Я спрашивал себя, уж не завидуют ли просто-напросто моей участи остальные парни из «Сранодана», попеременно то впадавшие в ничтожество, то становившиеся агрессивными. Их тупость (единственное их свойство) определялась качеством поглощенного ими спиртного, последними полученными письмами, большим или меньшим количеством утраченных за день надежд. Как правило, чем больше они чахли, тем сильнее давили фасон. Призраки (как Бекасс на войне), они не знали предела в нахальстве.
Аперитив мы глотали добрых часа три. Разговор все время вертелся вокруг губернатора, главной темы наших бесед, потом переходил на воровство всего возможного и невозможного и, наконец, на женщин. Три цвета колониального знамени! Присутствовавшие чиновники без обиняков обвиняли военных в том, что те злоупотребляют властью и погрязли во взяточничестве; военные платили им той же монетой. Коммерсанты видели во всех этих обладателях теплых местечек лицемерных обманщиков и расхитителей. Что касается губернатора, вот уже десять лет каждое утро разносился слух о том, что его отзывают, но интересующая всех телеграмма о его опале все не приходила, несмотря на минимум две анонимки в неделю, отправляемые на имя министра с меткими залпами самых ужасных обвинений в адрес нашего местного тирана.
Счастливы негры, с которых кожа слезает, как шелуха с лука; белый же, чья кожа под тканью рубашки служит чехлом его едкому, как кислота, естеству, постепенно переполняется ядом. Не приближайтесь к нему — беда будет. На этот счет я после «Адмирала Мудэ» был хорошо выдрессирован.
За несколько дней я узнал кучу всяких прелестей о своем директоре. О его прошлом, набитом всяческими мерзостями плотнее, чем тюрьма в военном порту. Его прошлое изобиловало всякой всячиной и даже, насколько я мог предполагать, блистательными судебными ошибками. Правда, против директора разом настраивало его лицо, бесспорно устрашающее лицо убийцы или, вернее, чтобы никого не обвинять зря, лицо неосмотрительного человека, слишком торопящегося осуществить свои житейские планы, что, в сущности, одно и то же.

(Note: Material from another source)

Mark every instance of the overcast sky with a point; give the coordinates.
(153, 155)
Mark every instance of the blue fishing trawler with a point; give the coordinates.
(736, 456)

Проходя в час сиесты по бульвару Федерб, вы видели там и сям под сенью бунгало простертых в шезлонге белых женщин, жен офицеров и плантаторов, которые расклеивались от здешнего климата еще больше, чем их мужья: изящно-нерешительные голоски, бесконечно снисходительные улыбки, косметика на бледном лице, придающая дамам вид довольного своей участью полутрупа. Эти пересаженные в чужую почву буржуазки проявляли меньше мужества и стойкости, чем хозяйка пагоды, которой приходилось рассчитывать только на себя. Со своей стороны компания «Сранодан» расходовала множество мелких служащих вроде меня: за каждый сезон она теряла десятки этих недочеловеков в лесных факториях по соседству с болотами. Это были пионеры.